Out of the Box Packages > UiPath > UiPath Document Understanding
These are Out of the box Machine Learning Models to classify and extract any commonly occurring data points from Semi-structured or Unstructured documents, including regular fields, table columns and classification fields in a template-less approach.
Document Understanding contains multiple ML Packages split into 4 main categories:
UiPath Document OCR
This is a non-retrainable model which can be used with the UiPath Document OCR Engine Activity as part of the Digitize Document Activity. In order to be used it must first be made public so that a URL can be copy-pasted into the Document OCR Engine activity.
This is a generic, retrainable model for extracting any commonly occurring data points from any type of structured or semi-structured documents, building a model from scratch.

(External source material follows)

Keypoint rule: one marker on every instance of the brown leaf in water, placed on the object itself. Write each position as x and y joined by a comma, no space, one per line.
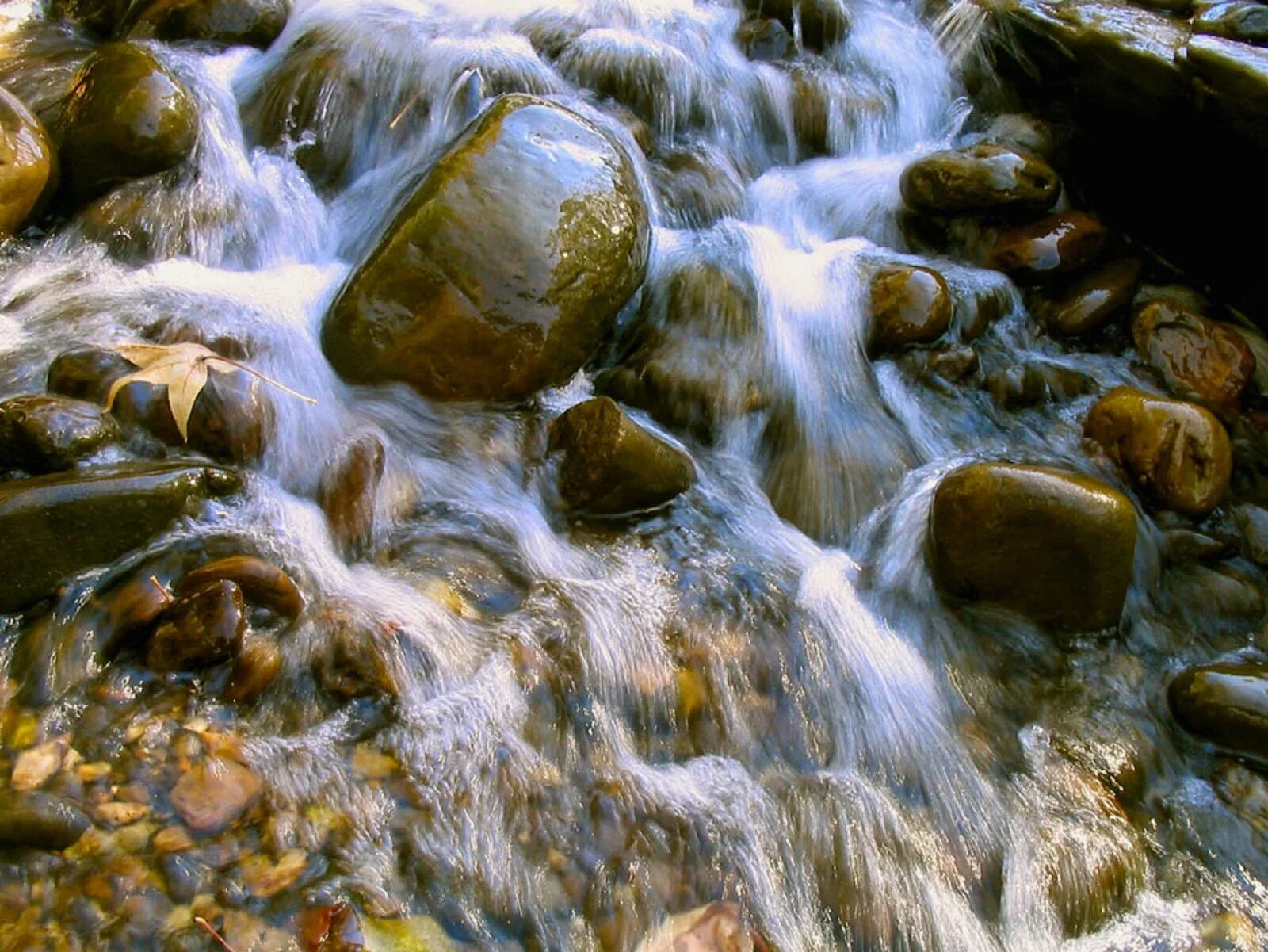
184,370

This ML Package must be trained. If deployed without training first, deployment will fail with an error stating that the model is not trained.
Out of the box Pre-Trained ML Models
These are retrainable ML Packages that hold the knowledge of different Machine Learning Models.
These ML Packages can be customized to extract additional fields or support additional languages using Pipeline runs. Using state-of-the-art transfer learning capabilities, this model can be retrained on additional labelled documents and tailored to specific use-case or expand it for additional Latin, Cyrillic or Greek languages support.
The dataset used may have the same fields, a subset of the fields, or have additional fields. In order to benefit from the intelligence already contained in the pre-trained model you need to use fields with the same names as in the OOB model itself.
These ML Packages are:
Invoices: The fields extracted out-of-the-box can be found here
Receipts: The fields extracted out-of-the-box can be found here
Purchase Orders (Preview): The fields extracted out-of-the-box can be found here
Utility Bills (Preview): The fields extracted out-of-the-box can be found here
Invoices India (Preview): The fields extracted out-of-the-box can be found here
Invoices Australia (Preview): The fields extracted out-of-the-box can be found here
Invoices Japan (Preview): The fields extracted out-of-the-box can be found here
These models are deep learning architectures built by UiPath. A GPU can be used both at serving time and training time but is not mandatory. A GPU delivers>10x improvement in speed for Training in particular.
- Other Out of the Box Packages
These are non-retrainable Packages that are required for non-ML components of the Document Understanding suite.
These ML Packages are:
Form Extractor (FE): Deploy as Public Skill and paste the URL into the Form Extractor activity
Intelligent Form Extractor (IFE): Deploy as Public Skill and paste the URL into the Intelligent Form Extractor activity. Make sure to first deploy the Handwriting OCR Skill and configure that as OCR for the IFE package.
Intelligent Keyword Classifier (IKC): Deploy as Public Skill and paste the URL into the Intelligent Keyword Classifier activity
Handwriting OCR: Deploy as Public Skill and use as OCR when creating the IFE Package.
Intelligent Form Extractor
Intelligent Keyword Classifier
file (accepted formats: pdf, png, bmp, jpeg, tiff)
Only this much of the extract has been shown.